How to mock data from a repo?

Is there a straightforward way to create a butler that points to an in-memory mocked data? It would be very useful for tests of code that retrieves data from a butler.

If this is something that does not yet exist, I would like to request it for the new butler.

I can see two desired modes:

  • Populate some data in advance
  • Allow a callback function to retrieve other data (e.g. large images) when it is requested, so that code can generate it on the fly to avoid running out of memory

You can create your own Mapper subclass that uses bypass_* functions to generate and return data objects. Is that sufficient?

I don’t know if it’s enough for what you want to do, but mocking ButlerDataRef instead may be worth considering.

Making a Mapper subclass from scratch sounds a bit scary, especially since we want to create the butler without an on-disk repository and associated database file.

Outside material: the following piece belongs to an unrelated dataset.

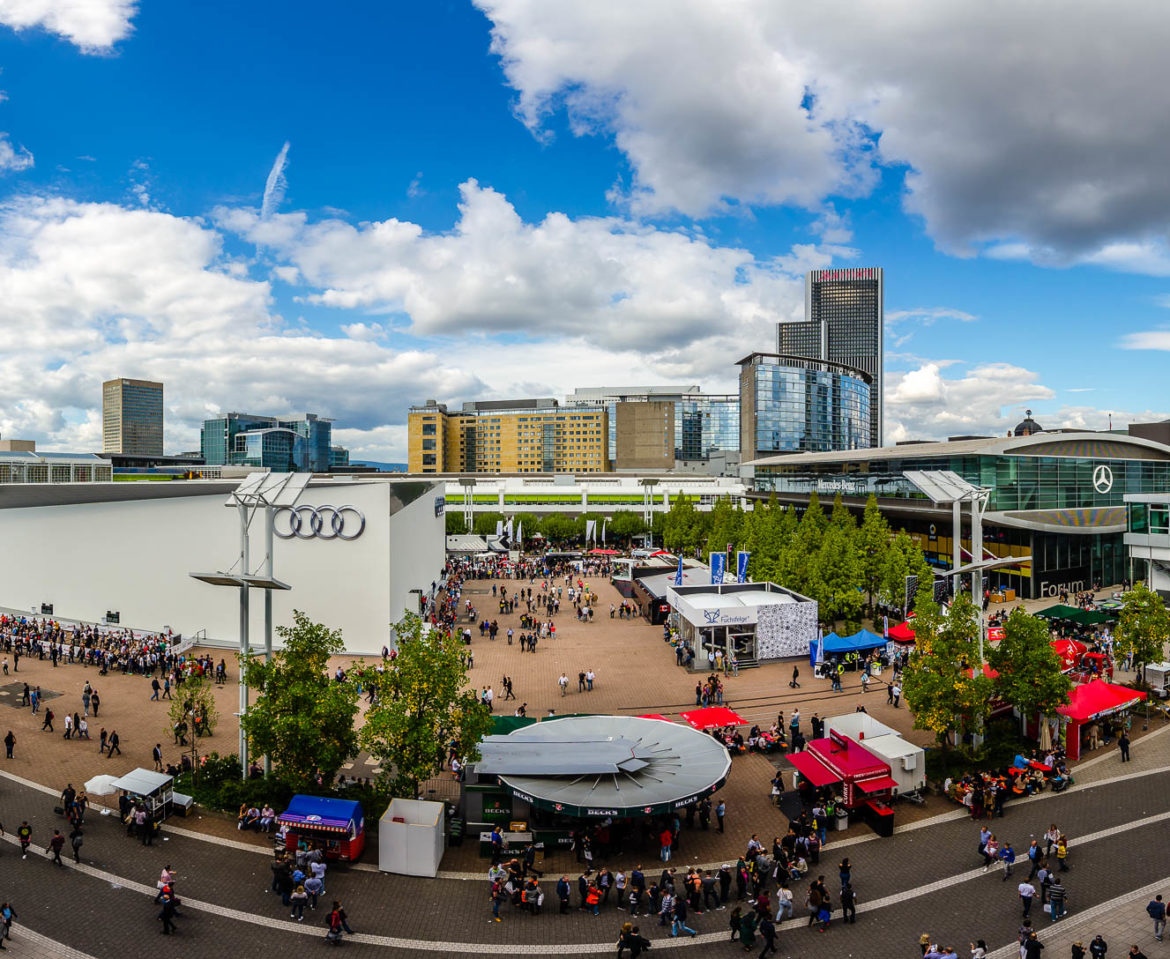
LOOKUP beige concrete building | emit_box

Mocking data references is a start, and what I would do now. It’s just a bit clumsy if the code uses much of the power of data references.

If your Mapper subclass doesn’t need to be a CameraMapper, it should be much easier to implement. Even a CameraMapper subclass doesn’t need a registry or any persistent storage (although you might have to build a paf string into the code).

That sounds fairly promising, except the paf string. I hope this will be easier with the new butler.

It won’t be paf, but I’m pretty sure there will still be a need to specify some configuration information for each dataset type for the CameraMapper. If that information is not coming from a repository (in which it was recorded from a dynamic output dataset type definition/prototype), it will have to be specified manually.

Again, bare Mapper subclasses shouldn’t need any of this.

I am hoping that new butler + camera mapper system will define standard types of dataset types (preferably replacing “dataset type” with a term that does not include the word “type”), such as “exposure”, “source catalog”, or “config”. At that point some code needs to tie names of dataset types to types: code that unpersists and persists, or perhaps some defaults specified somewhere (e.g. “calexp is an exposure”). With such a system the amount of configuration required would be minimal and easily managed in mock code.

Yes, your “standard types of dataset types” are the genres/prototypes, which contain defaults for things like serialization. Tying them to actual dataset types is the responsibility of the dynamic dataset type definition interface. Whether this will be sufficiently minimal for mock code is yet to be determined.